I have a sequence object created as follows:
subsequences <- function(data){
slmax <- max(data$time)
sequences.seqe <- seqecreate(data)
sequences.sts <- seqformat(data, from="SPELL", to="DSS", begin="time", end="end", id="id", status="event", limit=slmax)

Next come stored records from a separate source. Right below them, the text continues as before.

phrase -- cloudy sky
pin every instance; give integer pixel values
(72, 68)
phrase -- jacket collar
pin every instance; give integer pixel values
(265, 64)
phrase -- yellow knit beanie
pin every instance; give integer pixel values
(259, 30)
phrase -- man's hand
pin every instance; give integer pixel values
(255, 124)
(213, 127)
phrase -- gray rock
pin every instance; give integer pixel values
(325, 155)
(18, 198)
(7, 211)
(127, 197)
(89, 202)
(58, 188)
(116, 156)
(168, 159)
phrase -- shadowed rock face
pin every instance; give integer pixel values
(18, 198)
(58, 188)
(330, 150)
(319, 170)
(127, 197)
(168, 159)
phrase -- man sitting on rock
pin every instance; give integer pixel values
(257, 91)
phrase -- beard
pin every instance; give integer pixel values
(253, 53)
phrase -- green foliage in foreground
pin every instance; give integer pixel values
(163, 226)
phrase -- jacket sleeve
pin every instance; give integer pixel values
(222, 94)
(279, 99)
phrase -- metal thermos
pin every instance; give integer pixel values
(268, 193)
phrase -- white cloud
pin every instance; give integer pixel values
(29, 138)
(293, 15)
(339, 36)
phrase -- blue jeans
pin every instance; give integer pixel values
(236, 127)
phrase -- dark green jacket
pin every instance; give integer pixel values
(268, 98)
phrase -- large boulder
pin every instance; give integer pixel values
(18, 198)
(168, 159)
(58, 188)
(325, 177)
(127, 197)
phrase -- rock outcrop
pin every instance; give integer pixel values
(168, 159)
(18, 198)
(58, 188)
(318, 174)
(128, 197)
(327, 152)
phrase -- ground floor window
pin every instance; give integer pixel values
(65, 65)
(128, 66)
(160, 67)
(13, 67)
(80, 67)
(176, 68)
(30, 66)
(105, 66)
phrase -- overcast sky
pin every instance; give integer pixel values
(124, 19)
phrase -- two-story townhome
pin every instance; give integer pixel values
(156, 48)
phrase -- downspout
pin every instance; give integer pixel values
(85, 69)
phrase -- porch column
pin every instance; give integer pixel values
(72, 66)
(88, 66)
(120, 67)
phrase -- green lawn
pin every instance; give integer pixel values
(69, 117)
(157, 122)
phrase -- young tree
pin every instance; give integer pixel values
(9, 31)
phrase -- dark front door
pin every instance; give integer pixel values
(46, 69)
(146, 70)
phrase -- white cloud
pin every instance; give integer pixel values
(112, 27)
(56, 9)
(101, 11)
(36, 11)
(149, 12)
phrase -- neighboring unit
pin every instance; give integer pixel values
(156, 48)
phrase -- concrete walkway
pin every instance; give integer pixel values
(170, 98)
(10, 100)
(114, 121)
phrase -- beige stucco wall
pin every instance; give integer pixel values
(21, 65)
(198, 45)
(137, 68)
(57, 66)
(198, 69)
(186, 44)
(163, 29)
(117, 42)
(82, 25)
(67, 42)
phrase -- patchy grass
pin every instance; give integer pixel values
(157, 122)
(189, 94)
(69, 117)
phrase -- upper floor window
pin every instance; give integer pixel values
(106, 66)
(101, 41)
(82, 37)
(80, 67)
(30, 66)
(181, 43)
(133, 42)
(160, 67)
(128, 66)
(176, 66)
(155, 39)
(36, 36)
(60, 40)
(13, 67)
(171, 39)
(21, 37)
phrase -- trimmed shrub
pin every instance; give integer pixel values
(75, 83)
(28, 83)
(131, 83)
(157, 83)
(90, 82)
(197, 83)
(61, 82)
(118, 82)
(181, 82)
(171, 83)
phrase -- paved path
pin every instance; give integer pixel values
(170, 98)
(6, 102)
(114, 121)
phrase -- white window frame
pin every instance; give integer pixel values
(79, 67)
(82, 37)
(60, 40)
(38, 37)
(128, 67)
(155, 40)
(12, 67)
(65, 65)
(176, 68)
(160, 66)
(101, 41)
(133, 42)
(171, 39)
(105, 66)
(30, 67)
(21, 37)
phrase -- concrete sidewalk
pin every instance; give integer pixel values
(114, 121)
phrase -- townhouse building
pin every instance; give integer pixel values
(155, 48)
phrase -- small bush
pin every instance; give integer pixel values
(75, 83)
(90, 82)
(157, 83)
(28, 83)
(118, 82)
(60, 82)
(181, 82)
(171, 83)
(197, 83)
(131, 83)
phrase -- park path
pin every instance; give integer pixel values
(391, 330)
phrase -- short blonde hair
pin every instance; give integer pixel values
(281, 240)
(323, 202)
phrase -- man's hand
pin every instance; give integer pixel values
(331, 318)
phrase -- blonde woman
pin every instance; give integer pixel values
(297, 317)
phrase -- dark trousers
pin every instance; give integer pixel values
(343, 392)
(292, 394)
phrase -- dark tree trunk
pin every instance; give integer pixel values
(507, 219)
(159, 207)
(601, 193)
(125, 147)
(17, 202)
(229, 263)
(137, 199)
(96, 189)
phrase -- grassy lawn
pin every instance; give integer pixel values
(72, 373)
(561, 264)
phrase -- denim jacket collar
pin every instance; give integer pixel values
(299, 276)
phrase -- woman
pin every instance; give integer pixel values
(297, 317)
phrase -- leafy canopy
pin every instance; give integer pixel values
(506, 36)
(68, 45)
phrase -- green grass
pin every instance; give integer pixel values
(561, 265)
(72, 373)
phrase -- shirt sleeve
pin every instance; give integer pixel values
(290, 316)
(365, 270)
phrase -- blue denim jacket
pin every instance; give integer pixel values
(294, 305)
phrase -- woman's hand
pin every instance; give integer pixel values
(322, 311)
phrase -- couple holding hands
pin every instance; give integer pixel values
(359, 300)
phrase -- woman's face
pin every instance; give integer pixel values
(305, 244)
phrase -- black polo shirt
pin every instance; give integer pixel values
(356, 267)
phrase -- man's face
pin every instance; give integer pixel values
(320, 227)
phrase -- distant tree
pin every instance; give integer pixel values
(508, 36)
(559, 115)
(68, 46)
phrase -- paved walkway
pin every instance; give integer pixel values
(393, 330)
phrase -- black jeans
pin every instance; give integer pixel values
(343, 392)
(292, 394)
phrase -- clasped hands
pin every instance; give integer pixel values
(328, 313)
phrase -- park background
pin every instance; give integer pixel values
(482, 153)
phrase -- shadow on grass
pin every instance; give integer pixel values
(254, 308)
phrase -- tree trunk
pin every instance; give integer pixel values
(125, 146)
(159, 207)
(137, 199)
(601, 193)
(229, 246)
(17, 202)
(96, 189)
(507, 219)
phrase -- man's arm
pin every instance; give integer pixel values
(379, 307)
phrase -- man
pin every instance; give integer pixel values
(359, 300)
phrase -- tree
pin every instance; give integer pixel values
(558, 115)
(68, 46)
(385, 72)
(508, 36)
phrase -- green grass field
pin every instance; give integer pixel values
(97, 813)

sequences.sts <- seqdef(sequences.sts, right = "DEL", left = "DEL", gaps = "DEL")
(sequences.sts)
}
data <- subsequences(data)
head(data)
Which gives the result:
Sequence
[1] discussed-subscribed-*-discussed-*-discussed-*-discussed-*-discussed-*-closed
[2] *-opened-*-reviewed-*-discussed-*-discussed-*-discussed-*-merged
[3] *-discussed-*-discussed-*-discussed-*-discussed
[4] *-opened-*-discussed-merged-discussed
[5] *-discussed-*-referenced-discussed-closed-discussed-referenced-discussed
[6] *-referenced-*-referenced-*-referenced-assigned-*-closed
But when I calculate the subsequences, I get seemingly ridiculous answers:
seqsubsn(head(data))
[!] found missing state in the sequence(s), adding missing state to the alphabet
Subseq.
[1] 1036
[2] 1248
[3] 88
[4] 49
[5] 294
[6] 240
How will the number of subsequences be much larger than the number of events in each sequence?
A 'dput ()' dataset can be found here . The problem is that the source data has timestamps in seconds. However, I used the function below to change the timestamps just to be consistent:
read_seqdata <- function(data, startdate, stopdate){
data <- read.table(data, sep = ",", header = TRUE)
data <- subset(data, select = c("pull_req_id", "action", "created_at"))
colnames(data) <- c("id", "event", "time")
data <- sqldf(paste0("SELECT * FROM data WHERE strftime('%Y-%m-%d', time,
'unixepoch', 'localtime') >= '",startdate,"' AND strftime('%Y-%m-%d', time,
'unixepoch', 'localtime') <= '",stopdate,"'"))
data$end <- data$time
data <- data[with(data, order(time)), ]
data$time <- match( data$time , unique( data$time ) )
data$end <- match( data$end , unique( data$end ) )
slmax <- max(data$time)
(data)
}
This allows you to create appropriate measures for entropy, sequence length, etc., but the number of subsequences is still problematic.